Especially a bundle you can completely customize. If cable companies stopped jamming people with channels they didn’t want and allowed people to build their own bundles they might not be losing so many customers.

But of course the deals they make mean they can’t be profitable that way.

They’d love to be able to carry ESPN and drop a lot of the other Disney fluff Disney makes them buy. They have to buy a bundle just like they turn around and offer a bundle. Their hands are somewhat tied.

It’s ironic that we’re building towards streaming bills that are every bit as expensive as cable bundles.

Yup. Sorry folks, it’s not going to be “like cable but cheaper and more customizable!” It’s just going to be "like cable. " The current telecom local monopolies aren’t going to let anything get better.

Yes and No.

The nice thing about the current system is that it is open to more competition though. You’ll have more niche services that I think most of us won’t realize exist out there, and they’ll be able to compete a bit easier, because they will be able to reach an audience all across the US (or the world, but with how broadcast agreements are right now, I’ll limit it to the US).

Of course, that same competition might also strange a few providers as well.

Even if everything else were the same, streaming would still be better than cable because it’s on-demand.

I remember back in 1991 went I went to college in the U.S., there was one week when there was a guy parked in the floor lounge in front of the TV watching Shark Week on Discovery. And as far as I know, that’s still the only thing the Discovery Channel still has from that era. Back in the early 2000s when I still had cable, I remember they had switched mostly to showing reality shows that I wasn’t interested in. But they still had Shark Week.

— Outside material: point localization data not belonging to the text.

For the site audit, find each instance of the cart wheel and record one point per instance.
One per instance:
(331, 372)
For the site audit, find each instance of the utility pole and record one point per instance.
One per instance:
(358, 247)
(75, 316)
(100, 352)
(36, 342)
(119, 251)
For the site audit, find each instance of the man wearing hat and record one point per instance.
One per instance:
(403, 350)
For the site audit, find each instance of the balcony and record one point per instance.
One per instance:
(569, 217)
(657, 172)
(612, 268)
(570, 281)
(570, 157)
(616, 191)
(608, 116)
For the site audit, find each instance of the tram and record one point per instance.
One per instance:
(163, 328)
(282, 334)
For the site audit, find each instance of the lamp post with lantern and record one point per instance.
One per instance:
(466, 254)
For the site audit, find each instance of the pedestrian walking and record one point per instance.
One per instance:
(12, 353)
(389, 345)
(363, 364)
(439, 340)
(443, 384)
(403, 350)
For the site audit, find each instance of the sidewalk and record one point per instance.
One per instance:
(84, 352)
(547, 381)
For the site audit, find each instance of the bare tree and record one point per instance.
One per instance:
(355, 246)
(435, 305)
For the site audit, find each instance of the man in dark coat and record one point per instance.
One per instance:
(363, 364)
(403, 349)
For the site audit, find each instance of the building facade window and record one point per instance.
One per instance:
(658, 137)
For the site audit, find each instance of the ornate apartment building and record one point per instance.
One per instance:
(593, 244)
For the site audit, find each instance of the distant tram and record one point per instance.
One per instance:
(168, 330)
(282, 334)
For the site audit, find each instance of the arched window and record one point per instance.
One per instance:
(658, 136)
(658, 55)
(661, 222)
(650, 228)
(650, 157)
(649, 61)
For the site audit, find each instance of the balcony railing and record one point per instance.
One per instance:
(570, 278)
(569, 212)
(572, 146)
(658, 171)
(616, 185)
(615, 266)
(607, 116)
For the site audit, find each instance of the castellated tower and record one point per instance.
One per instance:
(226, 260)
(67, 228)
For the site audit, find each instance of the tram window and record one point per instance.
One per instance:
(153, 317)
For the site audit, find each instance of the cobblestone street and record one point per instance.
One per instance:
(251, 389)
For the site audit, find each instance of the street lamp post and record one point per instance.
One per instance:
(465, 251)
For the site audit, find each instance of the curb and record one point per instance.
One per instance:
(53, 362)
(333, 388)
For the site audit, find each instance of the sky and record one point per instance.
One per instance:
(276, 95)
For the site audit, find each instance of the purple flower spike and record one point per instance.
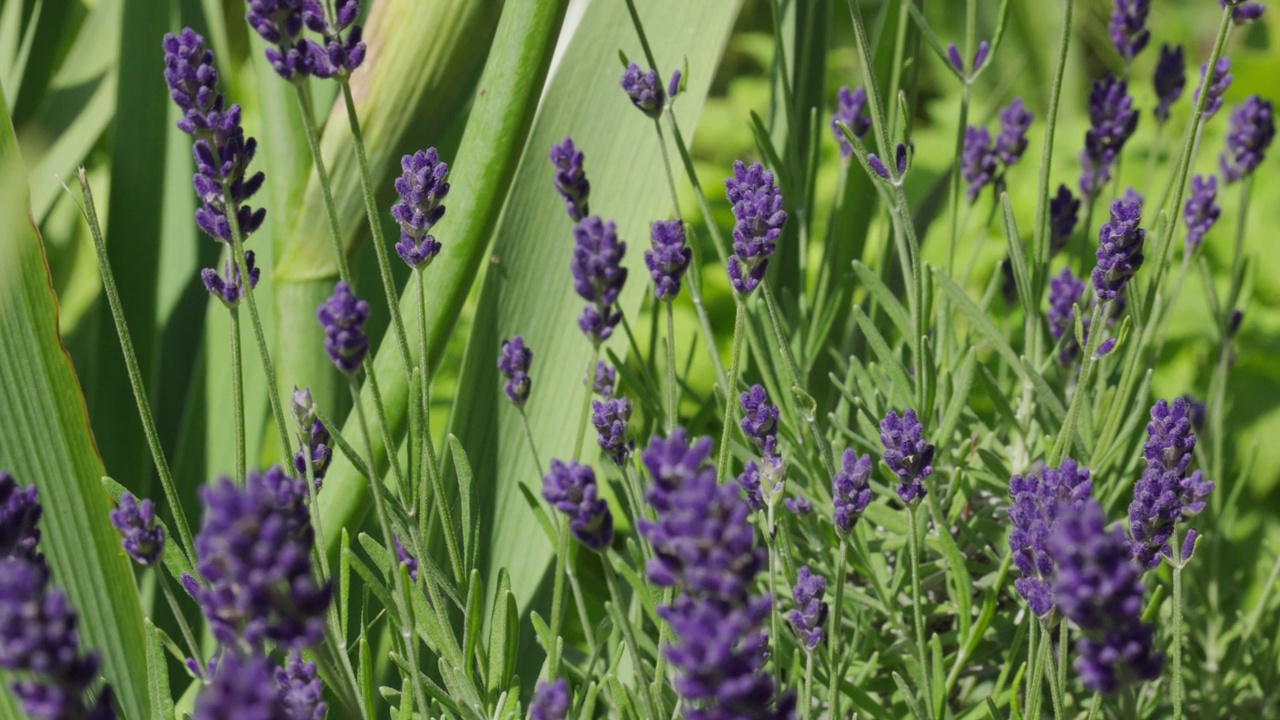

So now, you can subscribe to Disney+ one month out of the year if you’re a fan of Shark Week, and any week can be Shark Week. Isn’t that way better than actually waiting for Shark Week?

I wonder if that guy who would never let us change the channel back in '91 is still alive, and still a fan of Shark Week?

I have Spectrum’s streaming service along with their Internet. I get local channels and pick 10 non-premium cable channels I want. Of course the price is almost as expensive as the full boat cable subscription, but it is a form of progress.

Most of the time I’m not very good at bingeing. I still have two episodes of Cobra Kai to watch and it’s been a couple of months since I last watched it. So grabbing a sub for a month and watching a couple of series probably would end up being grabbing it for three months.

Really, with Netflix and Prime I have more than enough to watch. Pluto has a lot of content too. And we pull in the local channels with a digital antenna and that works well too. The local station that airs the CW stuff has a western channel and a SF channel that’s actually SF all the time.

It seems the fight is all about third or fourth place.

Netflix is #1 for a reason, and as long as they’re dumping billions annually into new content, no one is dethroning them.

Amazon is #2, simply because the demographic they’re going after all have Prime for shipping anyways.

It seems everyone after that is sorta optional.